SET is closely tied to the virtual wallet concept. To avoid transmitting credit card numbers over the Internet, SET relies on digital certificates, issued and managed by banks or other "trusted third parties," to authenticate buyers and sellers.

Mr. Mahaffey said that as bankers focus on the workings of SET, which is probably a few months away from widespread public availability, they will be drawn toward smart cards as a means of streamlining the certification process.
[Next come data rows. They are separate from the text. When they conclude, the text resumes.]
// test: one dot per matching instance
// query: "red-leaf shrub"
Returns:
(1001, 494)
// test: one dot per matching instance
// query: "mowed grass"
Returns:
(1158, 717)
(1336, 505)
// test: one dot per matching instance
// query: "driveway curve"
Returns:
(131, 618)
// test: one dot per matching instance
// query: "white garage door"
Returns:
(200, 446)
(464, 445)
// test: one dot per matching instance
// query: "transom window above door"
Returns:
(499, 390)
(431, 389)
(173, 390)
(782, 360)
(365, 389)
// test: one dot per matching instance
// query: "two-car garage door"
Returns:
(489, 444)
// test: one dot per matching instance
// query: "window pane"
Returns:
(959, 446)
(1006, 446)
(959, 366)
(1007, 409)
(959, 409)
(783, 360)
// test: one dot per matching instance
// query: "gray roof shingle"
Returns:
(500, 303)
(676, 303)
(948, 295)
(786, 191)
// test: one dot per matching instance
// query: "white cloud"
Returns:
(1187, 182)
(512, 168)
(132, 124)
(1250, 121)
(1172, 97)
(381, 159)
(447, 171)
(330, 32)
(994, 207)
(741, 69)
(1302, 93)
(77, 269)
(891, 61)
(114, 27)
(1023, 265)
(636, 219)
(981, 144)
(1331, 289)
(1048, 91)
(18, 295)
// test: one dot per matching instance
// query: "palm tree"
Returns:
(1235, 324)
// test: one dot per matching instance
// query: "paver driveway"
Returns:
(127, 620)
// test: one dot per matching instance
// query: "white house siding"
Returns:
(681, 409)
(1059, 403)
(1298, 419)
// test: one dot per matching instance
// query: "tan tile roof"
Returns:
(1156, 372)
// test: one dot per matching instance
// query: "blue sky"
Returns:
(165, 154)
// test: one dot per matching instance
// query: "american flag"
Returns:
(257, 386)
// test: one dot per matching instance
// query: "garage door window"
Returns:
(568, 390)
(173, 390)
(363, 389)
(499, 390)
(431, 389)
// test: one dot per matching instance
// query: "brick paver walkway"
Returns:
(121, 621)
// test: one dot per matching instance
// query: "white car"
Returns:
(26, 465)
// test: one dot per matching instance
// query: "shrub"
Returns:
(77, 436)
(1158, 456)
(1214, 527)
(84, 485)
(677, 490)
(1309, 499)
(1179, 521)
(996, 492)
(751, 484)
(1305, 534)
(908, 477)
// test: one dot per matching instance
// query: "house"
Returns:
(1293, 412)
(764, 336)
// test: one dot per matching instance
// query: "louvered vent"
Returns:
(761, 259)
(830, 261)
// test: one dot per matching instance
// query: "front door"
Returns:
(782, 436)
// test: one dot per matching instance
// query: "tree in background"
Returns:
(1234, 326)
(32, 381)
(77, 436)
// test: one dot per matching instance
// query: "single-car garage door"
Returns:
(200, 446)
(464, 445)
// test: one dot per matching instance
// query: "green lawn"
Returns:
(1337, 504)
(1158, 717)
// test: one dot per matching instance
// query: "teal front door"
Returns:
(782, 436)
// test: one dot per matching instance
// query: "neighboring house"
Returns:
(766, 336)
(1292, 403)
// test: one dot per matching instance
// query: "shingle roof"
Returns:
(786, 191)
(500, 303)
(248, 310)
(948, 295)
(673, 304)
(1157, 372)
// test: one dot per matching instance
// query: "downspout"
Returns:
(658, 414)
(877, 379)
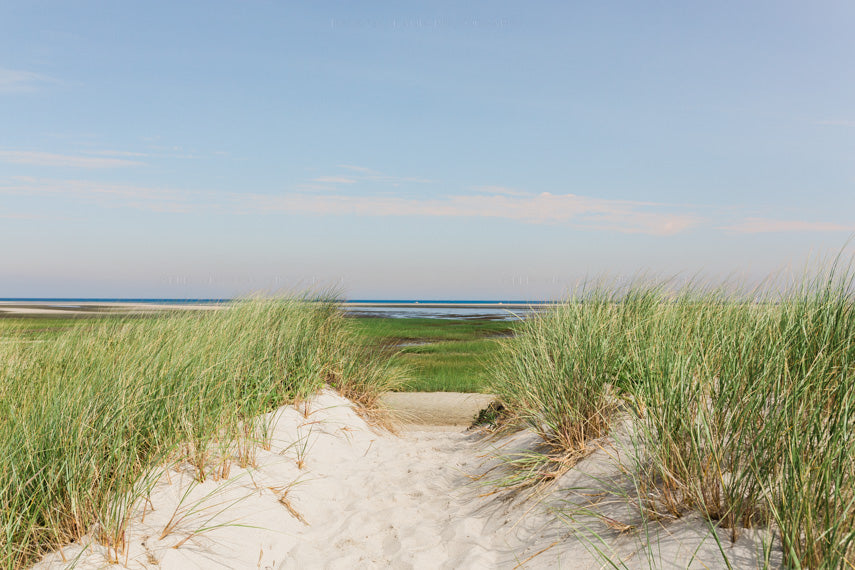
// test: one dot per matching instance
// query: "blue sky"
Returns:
(426, 150)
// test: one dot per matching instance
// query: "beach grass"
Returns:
(743, 403)
(439, 355)
(90, 410)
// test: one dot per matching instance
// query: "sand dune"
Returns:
(369, 499)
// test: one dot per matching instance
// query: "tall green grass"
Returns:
(743, 404)
(86, 415)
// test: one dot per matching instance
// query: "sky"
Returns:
(443, 150)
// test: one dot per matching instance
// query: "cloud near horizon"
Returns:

"I worry about all the noise we are making about the security problem when we should be worrying about how we are managing security," the Verifone official said. Acknowledging SET has attracted some criticism for its complexity, he said setting up a wallet under the standard only has to be "three clicks" on a computer mouse.

Robert Olson, co-founder of the Web retailer Virtual Vineyards and a participant with Mr. Mahaffey in a panel discussion Sunday, represented the SET skeptics by saying, "I don't think the consumer cares."

In an interview later, Mr. Olson said the consumer most likes the idea of "handing over a credit card, and that requires no clicks." Irrespective of a security protocol like SET, "a smart card solves the problem" of authentication.

"The consumer doesn't care that it's SET," Mr. Mahaffey conceded at the conference-opening "colloquium," which his company sponsored. "The consumer views it as taking his bank's wallet and starting to engage in commerce.

"The consumer will look to the bank or Visa or MasterCard" for assurance. "That's where the (brand) equity is."

"The Internet allows for a higher level of security, if you know what you are doing, than you have in a physical environment," said Wells Fargo Bank executive vice president Dudley Nigg, another panelist.

An ardent Internet commerce advocate, Mr. Nigg talks up multi- application smart cards. He foresees them holding credit, debit, stored value, and other services, and a digital certification function.

He previously said Wells plans to combine smart cards-it is a 30% owner of Mondex USA-with its on-line banking service, now up to 350,000 subscribers.

Largely agreeing with Mr. Mahaffey, he said he views the electronic interface to on-line customers, incorporating a wallet, as a key competitive weapon.

Mr. Nigg also stumped for what he called a "killer product"-electronic presentment and payment of bills.

"Are we going to be playing here or are we not?" said Mr. Nigg. "We have an obvious role-consolidation of information for the customer and twinning it with bill payments."

He called the bill presentment concept "very powerful," as typified by MSFDC, the joint venture that Microsoft Corp. and First Data Corp. recently formed.

The entire Internet-based process would involve no consumer fees and an estimated 45 cents per transaction to the biller, well below the $1.10 for a paper transaction.

He contended the Internet ultimately could be a big money-maker because "70% to 80% of the customer interface costs are fixed. Add more and more customers and the costs stay pretty much the same."